En conséquence, le tribunal décidait de rejeter les demandes d’indemnisation du préjudice direct de l’enfant. Sur le droit d’indemnisation de la mère, les magistrats estimaient que : « (…) Le seul préjudice dont elle pouvait demander réparation était la perte de chance d’avoir pu, en toute connaissance de cause, prendre la décision d’une interruption de grossesse pour motif médical. S’agissant d’une liberté relevant du pouvoir discrétionnaire exerçable en conscience par la mère, nul n’est recevable à lui opposer l’impossibilité de déterminer si, parfaitement informée des risques encourus par le foetus du fait d’une infection rubéolique qui ne peut être traitée à titre préventif, elle eût pris la décision de faire interrompre sa grossesse. Il suffit de constater qu’elle a été privée des moyens d’exercer cette option pour en caractériser le préjudice corrélatif. En revanche, quant à l’appréciation de la perte de chance qu’il en est résulté, l’on doit, aussi, retenir : -qu’elle était parfaitement informée qu’elle n’était pas immunisée contre la rubéole, et -que, pour des raisons personnelles, elle n’avait pas souhaité de vaccination, avant le début de la grossesse alors que le médecin généraliste la lui avait proposée.…

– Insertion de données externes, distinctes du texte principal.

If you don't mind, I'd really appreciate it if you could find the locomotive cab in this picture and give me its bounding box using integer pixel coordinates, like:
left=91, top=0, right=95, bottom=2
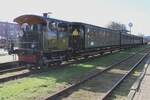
left=14, top=15, right=47, bottom=63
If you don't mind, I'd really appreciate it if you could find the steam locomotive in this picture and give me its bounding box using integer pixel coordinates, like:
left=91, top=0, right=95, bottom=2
left=10, top=13, right=143, bottom=64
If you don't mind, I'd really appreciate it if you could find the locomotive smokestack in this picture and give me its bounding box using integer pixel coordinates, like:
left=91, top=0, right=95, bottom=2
left=43, top=12, right=52, bottom=18
left=43, top=13, right=48, bottom=18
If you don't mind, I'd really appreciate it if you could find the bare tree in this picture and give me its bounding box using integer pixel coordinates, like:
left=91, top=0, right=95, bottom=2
left=107, top=21, right=127, bottom=31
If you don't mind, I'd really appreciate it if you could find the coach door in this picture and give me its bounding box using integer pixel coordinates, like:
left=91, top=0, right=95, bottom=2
left=69, top=28, right=83, bottom=50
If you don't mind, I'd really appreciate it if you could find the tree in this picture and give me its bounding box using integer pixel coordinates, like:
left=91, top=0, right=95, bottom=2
left=107, top=21, right=127, bottom=31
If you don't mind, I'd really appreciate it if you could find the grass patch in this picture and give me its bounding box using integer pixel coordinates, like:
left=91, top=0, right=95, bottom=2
left=0, top=45, right=149, bottom=100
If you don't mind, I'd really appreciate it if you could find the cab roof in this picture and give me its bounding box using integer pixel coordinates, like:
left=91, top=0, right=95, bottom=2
left=14, top=15, right=46, bottom=24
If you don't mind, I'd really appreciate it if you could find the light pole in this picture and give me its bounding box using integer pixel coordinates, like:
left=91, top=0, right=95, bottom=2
left=128, top=22, right=133, bottom=34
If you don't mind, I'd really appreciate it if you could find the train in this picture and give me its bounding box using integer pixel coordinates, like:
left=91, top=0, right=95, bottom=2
left=11, top=13, right=143, bottom=65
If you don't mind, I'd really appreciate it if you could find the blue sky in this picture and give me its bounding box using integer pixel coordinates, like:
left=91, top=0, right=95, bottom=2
left=0, top=0, right=150, bottom=35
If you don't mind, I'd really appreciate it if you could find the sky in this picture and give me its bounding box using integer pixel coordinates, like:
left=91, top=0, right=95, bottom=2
left=0, top=0, right=150, bottom=35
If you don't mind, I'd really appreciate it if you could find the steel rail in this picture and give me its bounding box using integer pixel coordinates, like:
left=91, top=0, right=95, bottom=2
left=0, top=66, right=27, bottom=75
left=102, top=52, right=149, bottom=100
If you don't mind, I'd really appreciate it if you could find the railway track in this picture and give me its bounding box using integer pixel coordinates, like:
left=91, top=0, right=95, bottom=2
left=0, top=46, right=148, bottom=83
left=0, top=50, right=119, bottom=83
left=45, top=49, right=149, bottom=100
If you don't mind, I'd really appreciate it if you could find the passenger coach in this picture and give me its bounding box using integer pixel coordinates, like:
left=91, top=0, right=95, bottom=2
left=10, top=13, right=143, bottom=64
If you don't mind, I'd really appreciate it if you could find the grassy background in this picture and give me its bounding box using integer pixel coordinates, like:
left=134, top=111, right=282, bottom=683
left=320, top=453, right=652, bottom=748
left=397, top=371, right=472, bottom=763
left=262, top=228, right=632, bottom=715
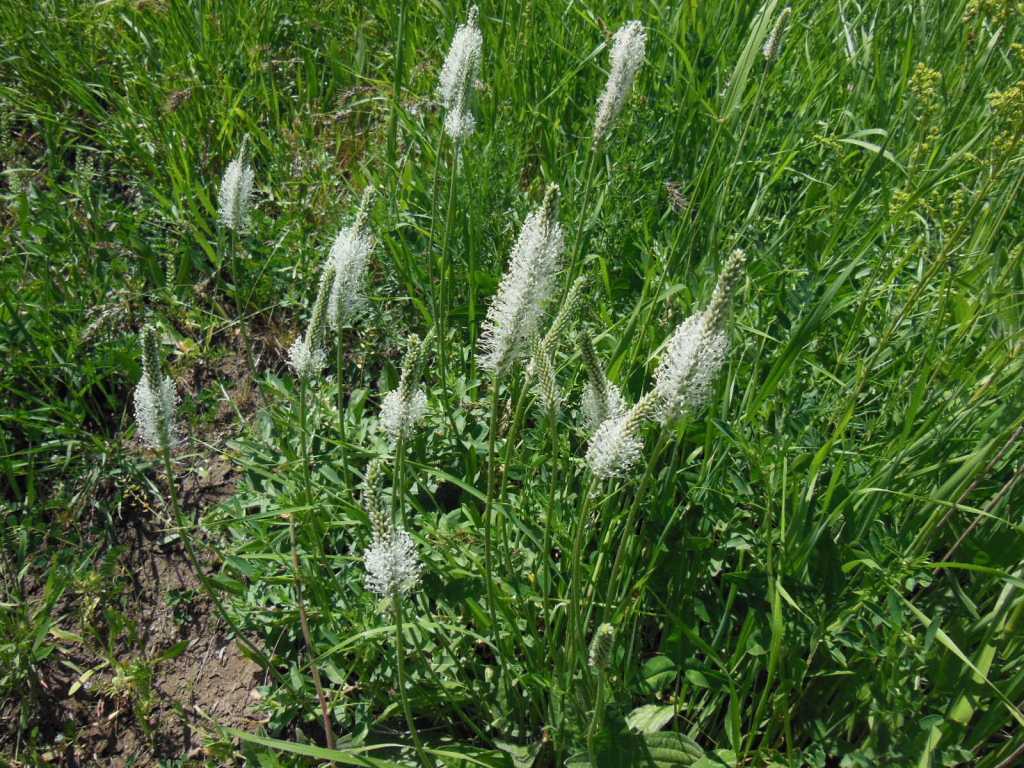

Toutefois, il n’y a pas lieu d’accabler cette mère qui doit d’abord être considérée comme une victime et non comme une co-responsable… D’évidence, l’ampleur de son préjudice moral n’est pas incompatible avec une indemnisation de base de 50 000 €. Ses choix sanitaires, dictés sans doute par une certaine idée de la science et une philosophie toute personnelle de la vie, ne saurait lui valoir qu’une diminution de 40 %(…) »
Condamnation du médecin généraliste et des deux sages-femmes à payer – in solidum- - à la mère de l’enfant la somme de 30 000 €, plus 2 500 € de remboursement de frais de justice.